We included 82 cases of PGDM pregnancies delivered after 32 weeks. Maternal age, gravidity, parity, types of diabetes, and route of delivery were noted. For neonatal outcomes, we recorded gestational age at birth, birth weight percentile, existence of fetal growth restriction, LGA, neonatal intensive care unit (NICU) requirement, Apgar Score <7 at 1, 5, or 10 minutes, need for positive pressure ventilation (PPV), need for mechanical ventilation, hypoglycaemia, hyperbilirubinemia and the need for phototherapy. PIV, SII and NLR values were calculated in each trimester and their association with adverse neonatal outcomes was analyzed.
We could not detect any consistent and significant correlation between SII and PIV values and adverse neonatal outcomes for each trimester. There was a correlation between 3rd trimester NLR and adverse neonatal outcomes, including APGAR <7, the requirement for PPV and mechanical ventilation (p=0.056, 0.013 and 0.060, respectively).
While SII and PIV values did not consistently correlate with adverse neonatal outcomes throughout each trimester in PGDM pregnancies, 3rd-trimester NLR showed a notable association with the requirement for PPV with statistical significance and with Apgar Score <7 and the requirement for mechanical ventilation without statistical significance.
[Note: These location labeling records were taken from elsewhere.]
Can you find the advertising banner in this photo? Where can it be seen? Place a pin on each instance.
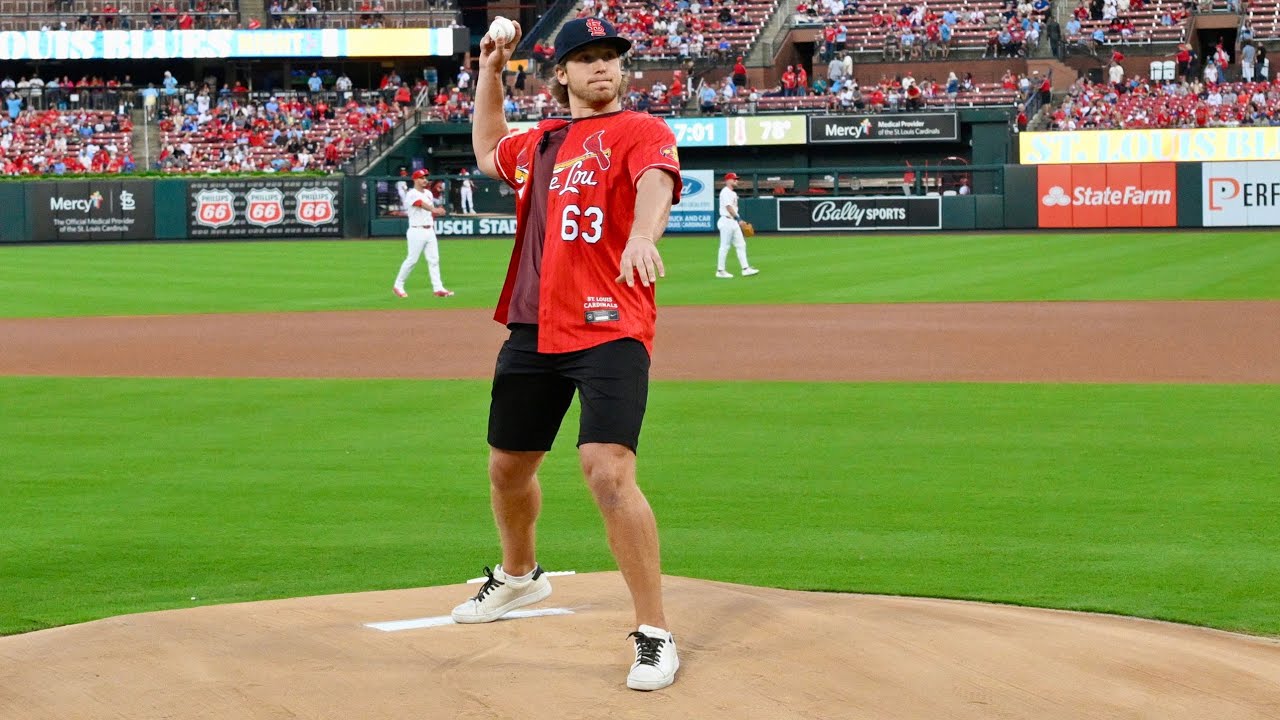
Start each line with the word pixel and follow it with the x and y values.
pixel 860 213
pixel 726 132
pixel 1107 196
pixel 265 208
pixel 92 210
pixel 698 203
pixel 192 44
pixel 1240 194
pixel 475 227
pixel 1192 145
pixel 891 127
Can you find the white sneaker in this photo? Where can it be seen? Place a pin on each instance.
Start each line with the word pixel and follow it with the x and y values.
pixel 656 661
pixel 499 596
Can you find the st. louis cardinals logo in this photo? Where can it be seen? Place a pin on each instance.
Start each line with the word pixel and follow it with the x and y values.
pixel 594 146
pixel 522 167
pixel 568 174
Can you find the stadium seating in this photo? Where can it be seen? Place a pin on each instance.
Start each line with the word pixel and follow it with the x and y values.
pixel 718 39
pixel 1148 26
pixel 128 14
pixel 214 146
pixel 865 36
pixel 37 139
pixel 1170 106
pixel 222 14
pixel 362 13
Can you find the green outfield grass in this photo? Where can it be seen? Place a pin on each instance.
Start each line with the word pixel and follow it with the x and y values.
pixel 236 277
pixel 131 495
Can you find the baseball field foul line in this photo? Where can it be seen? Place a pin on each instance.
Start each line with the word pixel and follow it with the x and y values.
pixel 440 620
pixel 476 580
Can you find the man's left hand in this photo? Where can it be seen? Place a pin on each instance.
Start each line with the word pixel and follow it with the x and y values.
pixel 640 258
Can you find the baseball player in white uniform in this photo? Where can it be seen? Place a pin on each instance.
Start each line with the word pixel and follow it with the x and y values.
pixel 730 231
pixel 467 192
pixel 421 209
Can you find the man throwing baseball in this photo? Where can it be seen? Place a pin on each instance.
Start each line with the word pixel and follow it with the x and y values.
pixel 593 197
pixel 421 209
pixel 731 229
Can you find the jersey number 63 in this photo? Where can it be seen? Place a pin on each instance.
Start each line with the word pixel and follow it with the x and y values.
pixel 586 223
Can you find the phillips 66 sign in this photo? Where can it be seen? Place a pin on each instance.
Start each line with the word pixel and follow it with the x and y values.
pixel 265 208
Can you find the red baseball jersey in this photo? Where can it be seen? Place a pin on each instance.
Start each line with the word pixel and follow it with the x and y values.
pixel 590 208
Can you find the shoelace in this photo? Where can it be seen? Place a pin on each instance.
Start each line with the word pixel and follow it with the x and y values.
pixel 488 584
pixel 647 648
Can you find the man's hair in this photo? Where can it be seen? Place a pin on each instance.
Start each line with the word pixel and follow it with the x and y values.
pixel 560 92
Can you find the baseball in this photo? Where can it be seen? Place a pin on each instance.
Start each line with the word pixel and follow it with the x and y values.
pixel 502 31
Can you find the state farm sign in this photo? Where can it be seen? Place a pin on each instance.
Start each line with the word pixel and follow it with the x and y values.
pixel 1107 196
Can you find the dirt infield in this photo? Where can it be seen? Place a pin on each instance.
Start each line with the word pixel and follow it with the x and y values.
pixel 1168 342
pixel 746 652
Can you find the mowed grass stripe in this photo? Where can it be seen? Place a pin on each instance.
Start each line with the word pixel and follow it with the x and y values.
pixel 236 277
pixel 135 495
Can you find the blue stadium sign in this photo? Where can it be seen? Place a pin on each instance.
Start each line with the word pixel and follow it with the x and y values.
pixel 190 44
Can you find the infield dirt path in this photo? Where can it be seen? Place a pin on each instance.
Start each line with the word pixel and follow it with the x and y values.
pixel 746 652
pixel 1174 342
NLR in the third trimester may hold potential as a predictive marker for specific adverse neonatal outcomes in PGDM pregnancies, warranting further investigation.
本回顾性研究旨在探讨基于血液的免疫炎症生物标志物(IIB)在预测孕前糖尿病(PGDM)妊娠新生儿结局中的作用。在孕三个阶段评估血小板-免疫细胞比(PIV,即中性粒细胞×血小板×单核细胞/淋巴细胞)、全身免疫炎症指数(SII,即中性粒细胞×血小板/淋巴细胞)和中性粒细胞与淋巴细胞比值(NLR),并检测它们与新生儿结局的相关性。
我们纳入了82例孕32周后分娩的PGDM妊娠病例。记录产妇年龄、孕次、产次、糖尿病类型和分娩方式。对于新生儿结局,我们记录出生时的胎龄、出生体重百分位数、胎儿生长受限情况、大于胎龄儿情况、新生儿重症监护病房(NICU)需求、1分钟、5分钟或10分钟时阿氏评分<7、正压通气(PPV)需求、机械通气需求、低血糖、高胆红素血症以及光疗需求。在每个孕期计算PIV、SII和NLR值,并分析它们与不良新生儿结局的关联。
我们未发现SII和PIV值与各孕期不良新生儿结局之间存在任何一致且显著的相关性。孕晚期NLR与不良新生儿结局之间存在相关性,包括阿氏评分<7、PPV需求和机械通气需求(p值分别为0.056、0.013和0.060)。
虽然在PGDM妊娠的每个孕期中,SII和PIV值与不良新生儿结局之间没有始终如一的相关性,但孕晚期NLR与PPV需求具有显著统计学关联,与阿氏评分<7和机械通气需求无统计学意义的关联。孕晚期NLR可能作为PGDM妊娠特定不良新生儿结局的预测标志物,值得进一步研究。